Berlin - Es war ein Angriff von seltener Brutalität. Mit voller Wucht trat der 18-jährige Torben P. seinem Opfer gegen den Kopf, tänzelte zurück, nahm Anlauf. Und trat erneut zu. Mehrfach. Tatort: Der Berliner U-Bahnhof Friedrichstraße, Ostersamstag, 3.30 Uhr in der Nacht. Am Boden lag Markus P., bewusstlos. Ein Freund des Schlägers attackierte derweil einen Helfer.
Die Polizei veröffentlichte eine Aufzeichnung der Tat im Internet, die Täter stellten sich. Der Gymnasiast Torben P. hat mittlerweile angegeben, er sei betrunken gewesen.
Bayerns Innenminister Joachim Herrmann (CSU) fordert nun ein Alkoholverbot im öffentlichen Personennahverkehr. Dies trage zu mehr Sicherheit bei, sagte er SPIEGEL ONLINE. "Mittlerweile wurde in München und Nürnberg für die U- und Straßenbahnen ein Alkoholverbot erlassen. Dies sollte bundesweit Schule machen", so Herrmann. Man habe zudem gemeinsam mit der Landeshauptstadt München und der Deutschen Bahn die Präsenz der Sicherheitskräfte im öffentlichen Personennahverkehr verstärkt - "auch dies sollte Vorbild in Deutschland sein".
Dass gegen Torben P. zwar Haftbefehl erging und wegen versuchten Totschlags gegen ihn ermittelt wird, er aber trotzdem unter Auflagen auf freien Fuß kam, empört den bayerischen Innenminister: "Mir ist unverständlich, dass bei den Berliner Tätern keine Haft angeordnet wurde." Herrmann zu SPIEGEL ONLINE: "Wer brutale Gewalt ausübt, muss in Haft." Bei "eindeutiger und klarer Beweislage sollte ein Richter in einem Schnellverfahren die Strafe festlegen". Die Strafe müsse unmittelbar erfolgen und der Täter "die Härte des Gesetzes sofort spüren". Deshalb sehe er den Warnschussarrest als eine wirkungsvolle Maßnahme an, so Herrmann.

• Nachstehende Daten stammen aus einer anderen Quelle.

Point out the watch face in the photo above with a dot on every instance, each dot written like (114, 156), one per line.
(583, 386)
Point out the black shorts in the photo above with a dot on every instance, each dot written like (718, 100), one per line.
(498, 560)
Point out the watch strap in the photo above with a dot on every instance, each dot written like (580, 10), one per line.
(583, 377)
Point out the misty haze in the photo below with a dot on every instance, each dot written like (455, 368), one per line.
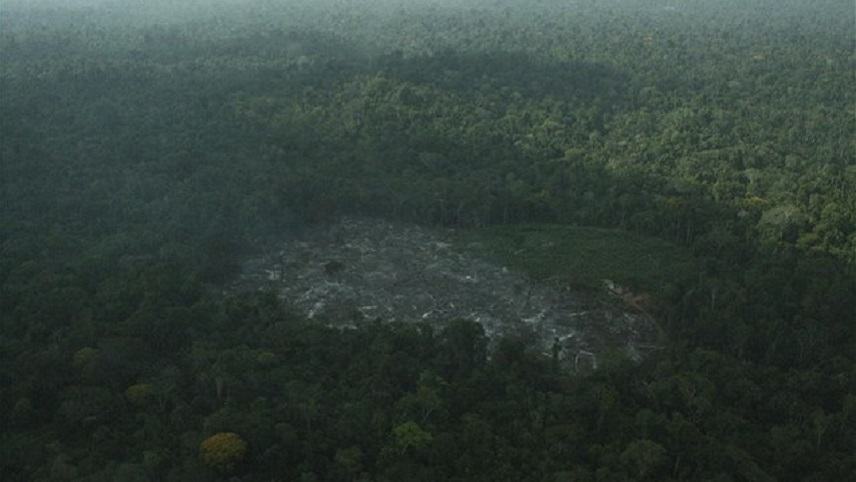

Schnelle Anklage gegen die beiden Tatverdächtigen
Der Warnschussarrest als kurze Haftstrafe für Jugendliche, die neben einer Bewährungsstrafe verhängt werden soll, ist bereits von der Bundesregierung angekündigt. Ein jugendlicher Täter soll zeitnah zu seinem Vergehen spüren, was es bedeutet, im Gefängnis zu sitzen. Der Arrest kann für die Freizeit des Jugendlichen verhängt werden oder zusammenhängend für maximal vier Wochen.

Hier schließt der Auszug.